Though there was a terrible thought sneaking in that, based on what she could see of the built chest through the now-shredded shirt, getting involved might not be as terrible as she thought.
“Of course,” Victor replied, smile gone from his mouth but still lingering around his eyes. “I’m gonna call for a pick-up.”
“I’m going the hell home,” Odessa said, snapping off her gloves. “Right after I scrub up this illicit surgery garbage. Get out of my clinic.”
Victor snorted out another half-laugh. “Right, of course.” And damn him if he didn’t sound amused. “Thank you, Doctor.”
Odessa rolled her eyes. “Right.”
“Anything I can do to help?”
Odessa looked at him incredulously. “I’m honestly still worried you’re going to pass out from blood loss,” she told him. “Please just sit. And don’t touch anything.”
Odessa disposed of the empty packets of suture and saline in the medical garbage can and scrubbed her table.
Victor did as he was told, just sitting quietly and watching as her hands made rhythmic circles in the soap. “Do you like being a vet?” he asked as she was finishing.
Odessa paused. “It’s a hell of a lot better than what I thought I was going to be doing when I was growing up,” she said and then bit her lip. Damn. A little too honest there. “I do.” She went back to her final wipe down. “I get to help.”
Victor looked like he wanted to ask more, but Odessa cut him off at the pass. “Your ride here yet?”
“No,” he answered, “be another ten minutes. You should get out of here, though.”
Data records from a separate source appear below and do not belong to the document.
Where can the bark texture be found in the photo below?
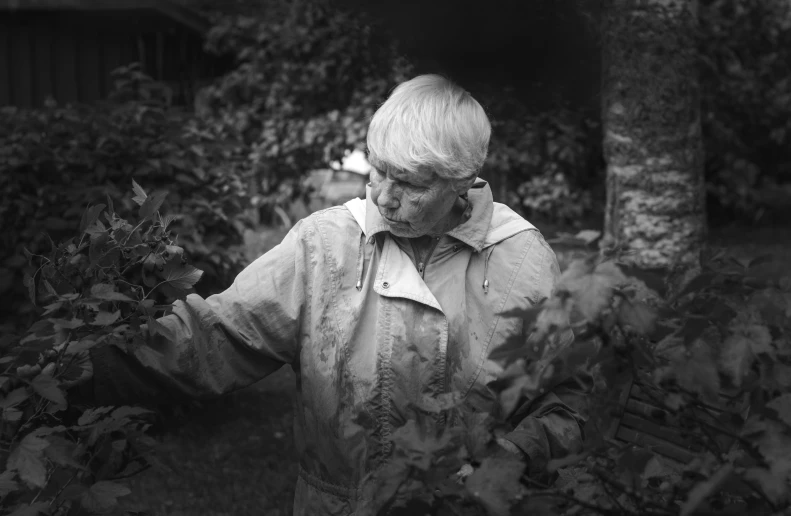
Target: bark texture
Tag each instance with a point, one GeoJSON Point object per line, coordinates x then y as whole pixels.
{"type": "Point", "coordinates": [652, 132]}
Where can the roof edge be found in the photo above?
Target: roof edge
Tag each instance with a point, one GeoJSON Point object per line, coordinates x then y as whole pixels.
{"type": "Point", "coordinates": [184, 15]}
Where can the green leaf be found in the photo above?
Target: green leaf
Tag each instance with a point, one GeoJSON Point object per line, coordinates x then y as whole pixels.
{"type": "Point", "coordinates": [30, 283]}
{"type": "Point", "coordinates": [25, 458]}
{"type": "Point", "coordinates": [15, 397]}
{"type": "Point", "coordinates": [91, 216]}
{"type": "Point", "coordinates": [182, 277]}
{"type": "Point", "coordinates": [591, 288]}
{"type": "Point", "coordinates": [106, 318]}
{"type": "Point", "coordinates": [76, 347]}
{"type": "Point", "coordinates": [495, 483]}
{"type": "Point", "coordinates": [698, 494]}
{"type": "Point", "coordinates": [698, 283]}
{"type": "Point", "coordinates": [140, 194]}
{"type": "Point", "coordinates": [782, 405]}
{"type": "Point", "coordinates": [31, 510]}
{"type": "Point", "coordinates": [107, 292]}
{"type": "Point", "coordinates": [61, 452]}
{"type": "Point", "coordinates": [7, 483]}
{"type": "Point", "coordinates": [12, 414]}
{"type": "Point", "coordinates": [637, 315]}
{"type": "Point", "coordinates": [66, 324]}
{"type": "Point", "coordinates": [761, 260]}
{"type": "Point", "coordinates": [168, 219]}
{"type": "Point", "coordinates": [91, 416]}
{"type": "Point", "coordinates": [103, 496]}
{"type": "Point", "coordinates": [126, 411]}
{"type": "Point", "coordinates": [774, 486]}
{"type": "Point", "coordinates": [152, 204]}
{"type": "Point", "coordinates": [48, 387]}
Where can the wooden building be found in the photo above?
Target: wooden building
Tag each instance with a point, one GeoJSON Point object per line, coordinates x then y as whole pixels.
{"type": "Point", "coordinates": [67, 48]}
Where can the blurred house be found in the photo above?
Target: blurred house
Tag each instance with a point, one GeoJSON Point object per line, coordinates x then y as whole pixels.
{"type": "Point", "coordinates": [67, 48]}
{"type": "Point", "coordinates": [341, 182]}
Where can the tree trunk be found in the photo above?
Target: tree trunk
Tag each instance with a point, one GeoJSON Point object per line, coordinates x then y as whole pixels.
{"type": "Point", "coordinates": [652, 136]}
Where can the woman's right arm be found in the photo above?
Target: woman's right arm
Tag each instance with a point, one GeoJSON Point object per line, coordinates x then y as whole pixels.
{"type": "Point", "coordinates": [209, 347]}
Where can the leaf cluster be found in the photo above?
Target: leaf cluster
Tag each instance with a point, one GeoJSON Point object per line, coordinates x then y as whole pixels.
{"type": "Point", "coordinates": [54, 158]}
{"type": "Point", "coordinates": [687, 400]}
{"type": "Point", "coordinates": [59, 456]}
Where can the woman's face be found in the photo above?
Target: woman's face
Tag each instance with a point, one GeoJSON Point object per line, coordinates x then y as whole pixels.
{"type": "Point", "coordinates": [412, 204]}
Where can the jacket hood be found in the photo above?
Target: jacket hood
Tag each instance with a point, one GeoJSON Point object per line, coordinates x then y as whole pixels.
{"type": "Point", "coordinates": [489, 222]}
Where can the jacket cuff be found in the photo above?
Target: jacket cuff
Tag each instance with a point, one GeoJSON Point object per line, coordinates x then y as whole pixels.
{"type": "Point", "coordinates": [529, 441]}
{"type": "Point", "coordinates": [118, 380]}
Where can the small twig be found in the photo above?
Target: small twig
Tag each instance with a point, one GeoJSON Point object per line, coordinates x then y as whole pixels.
{"type": "Point", "coordinates": [49, 476]}
{"type": "Point", "coordinates": [64, 486]}
{"type": "Point", "coordinates": [134, 473]}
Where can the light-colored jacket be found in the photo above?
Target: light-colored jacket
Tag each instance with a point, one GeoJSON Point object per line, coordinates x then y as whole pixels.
{"type": "Point", "coordinates": [368, 335]}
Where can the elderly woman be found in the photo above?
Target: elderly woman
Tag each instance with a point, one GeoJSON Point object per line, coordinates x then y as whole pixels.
{"type": "Point", "coordinates": [377, 305]}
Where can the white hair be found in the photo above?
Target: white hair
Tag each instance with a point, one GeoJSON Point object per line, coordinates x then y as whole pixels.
{"type": "Point", "coordinates": [430, 123]}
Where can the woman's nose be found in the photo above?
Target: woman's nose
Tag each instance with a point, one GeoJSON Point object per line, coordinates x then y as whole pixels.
{"type": "Point", "coordinates": [384, 197]}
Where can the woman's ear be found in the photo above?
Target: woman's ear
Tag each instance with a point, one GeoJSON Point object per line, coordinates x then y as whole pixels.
{"type": "Point", "coordinates": [463, 185]}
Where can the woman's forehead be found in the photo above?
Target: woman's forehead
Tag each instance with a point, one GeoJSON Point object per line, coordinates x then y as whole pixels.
{"type": "Point", "coordinates": [423, 174]}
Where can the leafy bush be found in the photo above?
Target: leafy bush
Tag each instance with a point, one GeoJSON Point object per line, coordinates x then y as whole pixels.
{"type": "Point", "coordinates": [709, 358]}
{"type": "Point", "coordinates": [745, 51]}
{"type": "Point", "coordinates": [308, 78]}
{"type": "Point", "coordinates": [94, 290]}
{"type": "Point", "coordinates": [550, 162]}
{"type": "Point", "coordinates": [55, 158]}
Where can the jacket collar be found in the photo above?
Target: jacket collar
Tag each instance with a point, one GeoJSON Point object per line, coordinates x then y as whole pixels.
{"type": "Point", "coordinates": [472, 232]}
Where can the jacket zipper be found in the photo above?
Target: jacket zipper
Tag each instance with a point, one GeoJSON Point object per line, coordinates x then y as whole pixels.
{"type": "Point", "coordinates": [421, 267]}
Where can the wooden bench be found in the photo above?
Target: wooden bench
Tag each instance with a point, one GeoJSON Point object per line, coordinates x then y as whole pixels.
{"type": "Point", "coordinates": [645, 422]}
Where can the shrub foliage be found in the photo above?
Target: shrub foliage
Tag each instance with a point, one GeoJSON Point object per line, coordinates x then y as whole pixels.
{"type": "Point", "coordinates": [58, 455]}
{"type": "Point", "coordinates": [709, 357]}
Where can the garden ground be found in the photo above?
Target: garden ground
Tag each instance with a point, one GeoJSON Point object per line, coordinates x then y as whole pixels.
{"type": "Point", "coordinates": [235, 456]}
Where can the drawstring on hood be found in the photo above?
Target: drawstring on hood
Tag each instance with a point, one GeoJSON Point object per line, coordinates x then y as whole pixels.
{"type": "Point", "coordinates": [486, 270]}
{"type": "Point", "coordinates": [360, 262]}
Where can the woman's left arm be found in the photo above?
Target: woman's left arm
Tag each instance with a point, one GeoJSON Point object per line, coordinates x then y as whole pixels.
{"type": "Point", "coordinates": [551, 426]}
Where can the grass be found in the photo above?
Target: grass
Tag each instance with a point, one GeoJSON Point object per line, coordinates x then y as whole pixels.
{"type": "Point", "coordinates": [233, 457]}
{"type": "Point", "coordinates": [236, 456]}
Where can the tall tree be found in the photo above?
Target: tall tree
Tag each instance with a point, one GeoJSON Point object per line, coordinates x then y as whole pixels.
{"type": "Point", "coordinates": [652, 131]}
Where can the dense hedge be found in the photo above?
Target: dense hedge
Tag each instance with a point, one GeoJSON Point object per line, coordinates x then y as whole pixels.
{"type": "Point", "coordinates": [711, 357]}
{"type": "Point", "coordinates": [56, 159]}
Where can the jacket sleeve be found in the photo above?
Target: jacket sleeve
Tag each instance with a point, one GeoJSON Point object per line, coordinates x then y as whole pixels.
{"type": "Point", "coordinates": [551, 426]}
{"type": "Point", "coordinates": [219, 344]}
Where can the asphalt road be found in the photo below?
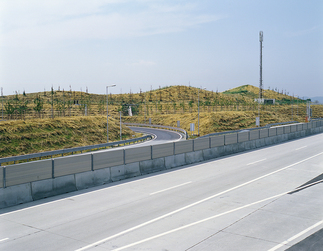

Odessa took his advice and locked up for the second time that night, with Victor standing next to her. His jacket was still stained and had a nice rip in the shoulder, but it was a sight better than the shredded t-shirt under it. He’d had to zip it one-handed to his collarbones, after Odessa decided that would be one action too far.
“Should I walk you to your car?” Victor asked. “I hear there are muggers about tonight.”
“And have to stitch you up again?” Odessa teased. “I’d rather just give them the keys to the pharmacy and let them have it.”
“Of course,” Victor said with another little half-smile. “Be safe.”
Odessa raised a hand in farewell and walked quickly over to her car, unlocking it as speedily as possible and relocking the doors immediately. She rested her head against the head-rest for a split second and ignored the way her hands were shaking.
When she glanced out the window as she pulled out of the parking lot, she could still see Victor posted up on one of the brick columns in the pavilion, watching her car pull out.
She might have to have more than one or two glasses of wine tonight.